Los ingleses comenzaron a ocupar América para evitar que los españoles se la quedaran entera, así que empezaron a instalarse en la costa este. Virginia fue la primera colonia que fundaron, bautizada así en honor de Isabel I, la reina virgen… Bueno, que decían ellos que era virgen. Luego vinieron otras doce. Nueva York, Pensilvania, las dos Carolinas…
Llegó un momento en que Inglaterra empezó a freír a impuestos a los colonos, porque los ingleses de Inglaterra pagaban mucho a Hacienda y los ingleses de allende los mares, una birria. Y aquí vino el primer mosqueo de los ingleses de América, cuando les tocaron el bolsillo. La cosa se fue complicando, porque además las colonias tenían que contribuir al mantenimiento de un ejército carísimo dedicado a protegerlas. Pero el remate fue cuando subió el precio del té enviado a las colonias. Por ahí ya no pasaron.

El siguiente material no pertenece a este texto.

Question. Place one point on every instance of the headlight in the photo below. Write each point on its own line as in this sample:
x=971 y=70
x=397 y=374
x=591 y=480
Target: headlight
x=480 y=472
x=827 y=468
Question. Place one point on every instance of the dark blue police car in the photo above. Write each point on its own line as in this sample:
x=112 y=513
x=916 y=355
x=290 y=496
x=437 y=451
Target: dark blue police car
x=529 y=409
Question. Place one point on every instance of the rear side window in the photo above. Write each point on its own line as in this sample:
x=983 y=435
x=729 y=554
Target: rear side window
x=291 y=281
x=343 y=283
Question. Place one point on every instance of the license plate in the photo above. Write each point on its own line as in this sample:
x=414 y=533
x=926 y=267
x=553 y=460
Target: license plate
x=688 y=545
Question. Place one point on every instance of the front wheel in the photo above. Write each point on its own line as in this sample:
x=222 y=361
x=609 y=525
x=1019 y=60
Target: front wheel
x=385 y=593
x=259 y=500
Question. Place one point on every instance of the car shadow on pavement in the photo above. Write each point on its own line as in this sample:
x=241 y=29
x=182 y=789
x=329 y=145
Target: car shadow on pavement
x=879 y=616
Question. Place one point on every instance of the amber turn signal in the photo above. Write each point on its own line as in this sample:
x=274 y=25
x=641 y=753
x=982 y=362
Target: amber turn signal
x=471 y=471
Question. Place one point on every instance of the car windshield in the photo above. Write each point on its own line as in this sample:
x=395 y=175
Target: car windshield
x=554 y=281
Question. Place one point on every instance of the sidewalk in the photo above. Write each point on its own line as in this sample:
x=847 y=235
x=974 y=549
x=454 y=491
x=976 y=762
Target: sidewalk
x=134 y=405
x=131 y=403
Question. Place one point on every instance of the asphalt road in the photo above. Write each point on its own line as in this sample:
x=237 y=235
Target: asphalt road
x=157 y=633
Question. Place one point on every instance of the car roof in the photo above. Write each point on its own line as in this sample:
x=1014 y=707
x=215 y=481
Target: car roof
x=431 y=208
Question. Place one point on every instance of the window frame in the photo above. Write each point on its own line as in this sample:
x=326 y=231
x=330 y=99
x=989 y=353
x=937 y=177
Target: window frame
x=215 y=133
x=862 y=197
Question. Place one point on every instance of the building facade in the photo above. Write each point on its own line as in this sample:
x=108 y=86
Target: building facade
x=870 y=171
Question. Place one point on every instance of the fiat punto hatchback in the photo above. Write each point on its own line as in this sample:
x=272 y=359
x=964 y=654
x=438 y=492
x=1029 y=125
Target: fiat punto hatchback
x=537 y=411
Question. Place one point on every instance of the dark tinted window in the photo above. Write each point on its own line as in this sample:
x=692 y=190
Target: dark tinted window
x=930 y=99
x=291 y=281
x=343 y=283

Les podían tocar cualquier otra cosa a los colonos, pero ¿el té…? de ninguna de las maneras (ver Motín del té).
Las colonias se fueron haciendo más fuertes, siguieron las luchas, surgieron grandes políticos, se creó un Congreso, hasta que aquel 4 de julio quedó aprobada la Declaración de Independencia que redactó Thomas Jefferson, que, por cierto, se murió también el 4 de julio para aprovechar la celebración. No crean que todo acabó aquí, porque una cosa es declarar la independencia en un papel y otra, defenderla en el campo de batalla. Pero el caso es que aquella declaración, muy progre, muy ilustrada ella, acabó saliendo para adelante. Era bonita. Declaró a todos los hombres iguales, libres y con derecho a buscar la felicidad. Menos a los negros, evidentemente.